I started to feel the world closing in on me. The “we’re all in this together” signs stayed up in yards across Minneapolis, but it had become increasingly evident that we weren’t in this together. Some of us were more willing to sacrifice than others. Of course, as I still struggle to admit, some of us weren’t required to sacrifice quite as much. But as those around me relaxed their borders, I redoubled mine. First for safety, but then against them. Those more comfortable with reengaging than me posed a viral risk, for sure, but they also put my ego in jeopardy. Did I really want to invite people who were back to having fun with friends in person into my digital dojo where they could laugh at my barriers of insecurity? Everything became a worry. Everything became a potential sleight.
And so I pulled back further. My circle became more limited than it had been even before the pandemic. I closed myself off from the world more and more. As social media turned its capricious face away from the woes of the pando to the cheers of those who transcended it, I moved further away. That change hasn’t been entirely unhealthy. But it’s made me more disconnected for sure. Just what I needed.
I took some solace in writing, but my handle on the skill fluctuated. I went back and forth from enjoying it and basking in the anxiety of it, worrying about whether anyone would read what I wrote and whether the words were worth reading. Eventually, I stopped sharing most of it. I still struggle with this. This is the most I’ve written in one sitting in months. I’ll probably read it again in the morning and hate it.
I’ve spent a lot of time looking back on pictures, videos, and conversations with friends from years past.
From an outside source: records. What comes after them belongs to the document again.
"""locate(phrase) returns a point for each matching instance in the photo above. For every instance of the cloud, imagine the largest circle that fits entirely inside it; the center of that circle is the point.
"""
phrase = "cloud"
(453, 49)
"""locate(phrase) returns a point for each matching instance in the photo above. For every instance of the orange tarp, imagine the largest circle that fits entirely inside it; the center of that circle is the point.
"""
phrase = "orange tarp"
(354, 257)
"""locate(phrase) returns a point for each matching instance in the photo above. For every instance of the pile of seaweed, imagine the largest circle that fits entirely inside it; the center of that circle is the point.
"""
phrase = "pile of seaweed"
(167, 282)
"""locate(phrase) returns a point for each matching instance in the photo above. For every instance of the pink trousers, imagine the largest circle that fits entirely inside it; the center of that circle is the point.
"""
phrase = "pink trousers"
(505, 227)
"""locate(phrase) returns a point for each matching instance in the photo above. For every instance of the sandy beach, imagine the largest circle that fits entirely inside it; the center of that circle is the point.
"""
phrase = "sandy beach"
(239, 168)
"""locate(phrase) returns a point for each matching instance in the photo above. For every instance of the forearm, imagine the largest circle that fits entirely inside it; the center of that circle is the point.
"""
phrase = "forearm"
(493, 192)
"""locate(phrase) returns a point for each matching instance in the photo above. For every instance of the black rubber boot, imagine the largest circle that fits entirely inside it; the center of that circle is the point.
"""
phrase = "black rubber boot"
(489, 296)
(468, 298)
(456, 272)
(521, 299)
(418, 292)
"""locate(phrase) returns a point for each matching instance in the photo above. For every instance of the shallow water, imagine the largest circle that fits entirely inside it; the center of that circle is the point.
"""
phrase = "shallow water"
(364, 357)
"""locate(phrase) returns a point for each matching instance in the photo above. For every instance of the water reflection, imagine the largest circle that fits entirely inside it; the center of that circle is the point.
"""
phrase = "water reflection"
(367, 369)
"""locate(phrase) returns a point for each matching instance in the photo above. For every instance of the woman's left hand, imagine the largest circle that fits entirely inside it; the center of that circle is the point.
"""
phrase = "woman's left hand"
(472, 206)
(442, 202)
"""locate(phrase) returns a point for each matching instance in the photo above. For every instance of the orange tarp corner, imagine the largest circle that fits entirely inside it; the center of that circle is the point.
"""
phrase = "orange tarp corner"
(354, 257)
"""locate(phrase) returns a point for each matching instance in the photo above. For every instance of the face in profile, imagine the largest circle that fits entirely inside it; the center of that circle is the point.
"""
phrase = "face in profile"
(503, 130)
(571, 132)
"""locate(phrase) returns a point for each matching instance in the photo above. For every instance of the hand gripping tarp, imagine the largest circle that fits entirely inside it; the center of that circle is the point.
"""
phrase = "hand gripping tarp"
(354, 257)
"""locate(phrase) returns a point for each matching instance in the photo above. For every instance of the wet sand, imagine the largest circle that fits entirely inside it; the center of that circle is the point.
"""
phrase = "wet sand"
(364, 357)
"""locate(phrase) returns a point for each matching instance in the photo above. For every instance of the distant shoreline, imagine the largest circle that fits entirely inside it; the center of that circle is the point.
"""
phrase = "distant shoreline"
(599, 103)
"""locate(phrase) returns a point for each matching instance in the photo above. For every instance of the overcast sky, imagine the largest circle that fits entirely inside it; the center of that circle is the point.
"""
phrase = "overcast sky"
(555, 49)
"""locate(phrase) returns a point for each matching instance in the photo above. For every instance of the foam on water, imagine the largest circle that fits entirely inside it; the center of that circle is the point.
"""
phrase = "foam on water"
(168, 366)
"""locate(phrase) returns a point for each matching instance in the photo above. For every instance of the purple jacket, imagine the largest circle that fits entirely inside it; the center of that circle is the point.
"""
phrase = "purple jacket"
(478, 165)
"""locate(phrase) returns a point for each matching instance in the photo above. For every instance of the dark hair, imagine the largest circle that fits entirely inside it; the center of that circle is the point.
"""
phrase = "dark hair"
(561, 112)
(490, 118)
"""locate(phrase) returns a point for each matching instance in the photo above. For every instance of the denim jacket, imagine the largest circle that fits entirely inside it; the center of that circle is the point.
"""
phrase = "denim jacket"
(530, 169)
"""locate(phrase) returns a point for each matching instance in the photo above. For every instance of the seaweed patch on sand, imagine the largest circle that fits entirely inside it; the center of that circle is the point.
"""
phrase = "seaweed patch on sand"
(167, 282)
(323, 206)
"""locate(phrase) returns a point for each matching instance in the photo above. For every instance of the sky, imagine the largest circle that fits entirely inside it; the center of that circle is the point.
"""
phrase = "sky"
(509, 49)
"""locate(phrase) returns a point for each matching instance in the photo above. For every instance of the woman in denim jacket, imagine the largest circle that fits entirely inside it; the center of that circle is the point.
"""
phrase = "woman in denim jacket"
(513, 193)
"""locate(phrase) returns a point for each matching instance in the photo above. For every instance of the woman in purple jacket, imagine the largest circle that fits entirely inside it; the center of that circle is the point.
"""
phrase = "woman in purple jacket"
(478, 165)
I feel a longing for the old days like one I’ve never known. And yet, I’m still locked inside by my own imposition. My worries have long since traversed that threshold that separates the concerns about when things will get back to normal from those that ask whether they ever will. The past two years have started to feel more and more like blood sacrifice, like a time coma from which I’ll never recover. I’m scared the relationships that I’ve lost are damned.
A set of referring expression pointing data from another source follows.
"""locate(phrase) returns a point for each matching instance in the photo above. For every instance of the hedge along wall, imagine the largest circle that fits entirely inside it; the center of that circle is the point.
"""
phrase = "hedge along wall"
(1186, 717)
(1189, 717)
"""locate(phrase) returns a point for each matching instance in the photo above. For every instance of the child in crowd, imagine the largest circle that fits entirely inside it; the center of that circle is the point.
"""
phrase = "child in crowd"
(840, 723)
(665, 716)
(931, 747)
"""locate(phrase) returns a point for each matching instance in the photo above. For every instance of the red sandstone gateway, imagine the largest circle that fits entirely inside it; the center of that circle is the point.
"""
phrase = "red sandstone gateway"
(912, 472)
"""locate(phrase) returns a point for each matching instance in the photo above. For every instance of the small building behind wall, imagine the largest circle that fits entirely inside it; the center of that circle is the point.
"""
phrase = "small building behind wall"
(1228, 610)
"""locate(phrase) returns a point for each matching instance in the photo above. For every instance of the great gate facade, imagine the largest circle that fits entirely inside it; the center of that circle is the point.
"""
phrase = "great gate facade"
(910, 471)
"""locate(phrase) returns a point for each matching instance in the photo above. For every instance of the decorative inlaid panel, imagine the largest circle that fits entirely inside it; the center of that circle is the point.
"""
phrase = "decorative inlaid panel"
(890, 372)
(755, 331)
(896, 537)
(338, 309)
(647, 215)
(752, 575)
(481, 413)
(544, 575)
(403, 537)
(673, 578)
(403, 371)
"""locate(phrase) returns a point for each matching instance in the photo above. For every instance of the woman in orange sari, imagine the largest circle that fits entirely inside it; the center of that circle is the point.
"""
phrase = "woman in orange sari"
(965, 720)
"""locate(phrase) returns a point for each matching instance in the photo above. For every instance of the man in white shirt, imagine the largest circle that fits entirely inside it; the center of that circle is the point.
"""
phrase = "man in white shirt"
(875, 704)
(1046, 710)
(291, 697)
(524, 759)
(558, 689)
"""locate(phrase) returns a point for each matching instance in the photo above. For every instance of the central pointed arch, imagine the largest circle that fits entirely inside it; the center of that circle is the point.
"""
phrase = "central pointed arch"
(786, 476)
And even now, I’m scared to reach out, to try to establish contact with anyone who might ask about what I’ve been doing for the past twenty-four months or about what I’m doing now. I’m worried about grimacing through stories of success and debauchery and preparing a way to wriggle out of describing months of personal despair.
And that feeling of despair is one of the worst things, because I don’t feel like I’ve earned it. I haven’t lost a limb. I haven’t lost a parent. My problems are minor. But I feel lost in the world, like I’ll never be able to claw my way back. Some anxieties are easy to resolve, easy to call temporary fluctuations, chemical mistakes.
But some of them last. And I guess I don’t know how long this one will.